Ronnie Lee Gardner, on death row in Utah for the murder of a defense attorney in 1985, is scheduled to be executed early Friday. At one time, he had selected lethal injection, but in a court hearing in April, he expressed a different preference: "I would like the firing squad, please."
Utah is the only state that still executes inmates by firing squad. And the limited body of research on executions suggests that, of the options, the firing squad isn't a bad way to go. A Utah inmate who in 1938 agreed to be gunned to death while hooked up to an electrocardiogram showed complete heart death within one minute of the shots. By contrast, in a typical, complication-free lethal injection, it takes about nine minutes for the inmate to die.

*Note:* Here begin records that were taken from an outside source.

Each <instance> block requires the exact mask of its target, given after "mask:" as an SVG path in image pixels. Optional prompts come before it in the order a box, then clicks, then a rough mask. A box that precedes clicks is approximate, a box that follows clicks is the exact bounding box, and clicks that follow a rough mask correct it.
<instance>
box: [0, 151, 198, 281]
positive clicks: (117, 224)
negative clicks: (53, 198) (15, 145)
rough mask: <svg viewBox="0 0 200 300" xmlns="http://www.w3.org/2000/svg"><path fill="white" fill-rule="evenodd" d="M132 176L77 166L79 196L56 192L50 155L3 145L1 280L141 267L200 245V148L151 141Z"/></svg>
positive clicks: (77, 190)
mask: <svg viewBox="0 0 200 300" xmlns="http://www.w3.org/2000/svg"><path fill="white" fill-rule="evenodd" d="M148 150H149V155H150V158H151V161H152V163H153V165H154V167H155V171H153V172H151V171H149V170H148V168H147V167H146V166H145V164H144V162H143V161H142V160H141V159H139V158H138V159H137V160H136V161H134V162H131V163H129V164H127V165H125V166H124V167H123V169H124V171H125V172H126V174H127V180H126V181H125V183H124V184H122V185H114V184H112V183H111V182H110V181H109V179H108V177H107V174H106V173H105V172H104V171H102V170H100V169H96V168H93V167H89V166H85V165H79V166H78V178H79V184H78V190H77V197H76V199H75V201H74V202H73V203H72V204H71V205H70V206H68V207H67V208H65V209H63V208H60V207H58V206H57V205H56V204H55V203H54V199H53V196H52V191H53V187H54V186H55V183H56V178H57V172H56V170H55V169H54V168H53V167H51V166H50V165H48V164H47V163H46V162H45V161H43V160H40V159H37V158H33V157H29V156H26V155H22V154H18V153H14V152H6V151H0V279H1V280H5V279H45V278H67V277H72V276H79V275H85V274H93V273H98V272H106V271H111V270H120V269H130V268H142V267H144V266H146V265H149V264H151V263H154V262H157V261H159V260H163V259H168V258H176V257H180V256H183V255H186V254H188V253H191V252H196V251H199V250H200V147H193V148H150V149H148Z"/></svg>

A raft of recent cases suggests that lethal injections don't always go as planned. Ohio opted to change its execution protocol this year after several botched executions, including one in which corrections personnel tried to place an IV line for two hours before giving up. Death penalty lawyers and human rights groups argued that mix-ups in the drug cocktail could result in a long, painful death, tantamount to torture. The Supreme Court rejected that argument.
By contrast, shooting is simple and deadly. It's easy to find psychologically stable, trained professionals. The four-bullet protocol provides a measure of certainty that one bullet will strike the heart, leading to a near instantaneous death.
Deborah Denno, a professor at Fordham Law School who has studied execution methods for nearly two decades, said she would pick the firing squad if offered Gardner's choice between the two methods. "To me, it seems like the more humane choice," she said.